Computer Science 301 - 2000


Tutorial for week 26 - attribute grammars and multisegment languages

1. Brinch Hansen introduced an extended form of the WHILE loop into his language Edison:

       WhileStatement  =  "WHILE" Condition "DO" Statement
                          { "ELSE" Condition "DO" Statement }
                          "END" .

The Conditions are evaluated one at a time in the order written until one is found to be true, when the corresponding Statement is executed, after which the process of evaluating conditions is repeated. If no Condition is true, the loop terminates.

How could the code generation for this be implemented? Can you think of any algorithms where this statement would be useful? Any situations where it might get you into trouble?

  WhileStatement
  =                             (. CGEN_labels startloop, testlabel, dummylabel; .)
     "WHILE"                    (. CGen->storelabel(startloop); .)
     Condition "DO"             (. CGen->jumponfalse(testlabel, CGen->undefined); .)
     Statement                  (. CGen->jump(dummylabel, startloop); .)
     {                          (. CGen->backpatch(testlabel); .)
     "ELSE Condition "DO"       (. CGen->jumponfalse(testlabel, CGen->undefined); .)
     Statement                  (. CGen->jump(dummylabel, startloop); .)
     }                          (. CGen->backpatch(testlabel); .)
     "END" .

The choice of ELSE as the internal keyword is a little awkward - consider what would happen if the internal statement was an IF statement.
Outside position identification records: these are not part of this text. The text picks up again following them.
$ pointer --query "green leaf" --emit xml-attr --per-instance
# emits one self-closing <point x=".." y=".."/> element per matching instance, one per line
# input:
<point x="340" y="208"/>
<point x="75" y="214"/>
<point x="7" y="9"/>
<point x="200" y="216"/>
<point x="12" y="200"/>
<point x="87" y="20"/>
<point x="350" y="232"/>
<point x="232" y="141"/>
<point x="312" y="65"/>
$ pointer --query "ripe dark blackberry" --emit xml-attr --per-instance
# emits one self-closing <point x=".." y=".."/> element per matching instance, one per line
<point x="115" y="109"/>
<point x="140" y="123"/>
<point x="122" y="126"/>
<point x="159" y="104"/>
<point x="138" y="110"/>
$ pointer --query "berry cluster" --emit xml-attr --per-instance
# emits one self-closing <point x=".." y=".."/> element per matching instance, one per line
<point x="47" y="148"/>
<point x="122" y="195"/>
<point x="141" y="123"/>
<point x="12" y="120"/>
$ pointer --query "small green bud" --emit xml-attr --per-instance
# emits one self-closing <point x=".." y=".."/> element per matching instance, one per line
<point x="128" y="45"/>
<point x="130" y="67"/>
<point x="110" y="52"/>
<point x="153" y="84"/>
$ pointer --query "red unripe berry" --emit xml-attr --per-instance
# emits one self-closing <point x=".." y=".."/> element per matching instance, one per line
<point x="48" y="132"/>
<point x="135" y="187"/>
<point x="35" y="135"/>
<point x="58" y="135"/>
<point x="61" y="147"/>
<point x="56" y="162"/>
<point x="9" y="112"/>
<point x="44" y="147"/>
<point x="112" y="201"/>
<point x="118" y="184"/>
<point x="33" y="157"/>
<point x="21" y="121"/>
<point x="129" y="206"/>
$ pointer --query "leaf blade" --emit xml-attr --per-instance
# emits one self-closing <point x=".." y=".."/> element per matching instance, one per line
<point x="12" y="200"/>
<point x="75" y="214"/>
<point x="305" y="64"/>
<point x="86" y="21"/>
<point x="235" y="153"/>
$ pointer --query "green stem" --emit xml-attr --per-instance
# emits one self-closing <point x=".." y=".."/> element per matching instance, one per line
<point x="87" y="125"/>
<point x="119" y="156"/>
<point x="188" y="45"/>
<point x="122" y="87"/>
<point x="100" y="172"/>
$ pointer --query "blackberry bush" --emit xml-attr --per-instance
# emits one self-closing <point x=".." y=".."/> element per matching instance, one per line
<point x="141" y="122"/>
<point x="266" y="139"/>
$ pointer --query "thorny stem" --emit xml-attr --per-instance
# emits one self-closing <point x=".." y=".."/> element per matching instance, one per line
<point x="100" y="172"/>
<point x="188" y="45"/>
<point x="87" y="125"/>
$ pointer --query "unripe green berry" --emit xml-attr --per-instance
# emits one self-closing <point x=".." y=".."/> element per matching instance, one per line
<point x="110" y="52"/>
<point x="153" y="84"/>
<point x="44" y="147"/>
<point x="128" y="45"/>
2. Consider an expression grammar like that below. How would you attribute these productions so that a parser, after recognising an Expression, would be able to determine whether that Expression was a Boolean expression (that is, would be acceptable as a Condition in IF and WHILE and REPEAT statements), or was of some other type? Assume that the Designator production can be attributed so that it returns the result of searching the symbol table to determine the type of the associated identifier.

      Expression = Simple [ Relop Simple ] .
      Simple     = Term { Addop Term } .
      Term       = Factor { MulOp Factor } .
      Factor     = Designator | number | "true" | "false" | "(" Expression ")" .
      Relop      = "=" | "!=" | "<" | "<=" | ">" | ">=" .
      AddOp      = "+" | "-" | "||" .
      MulOp      = "*" | "/" | "&&" .

We need to parameterize all the non-terminals, and to introduce some local variables and Boolean logic. Once you see what to do it is easy enough!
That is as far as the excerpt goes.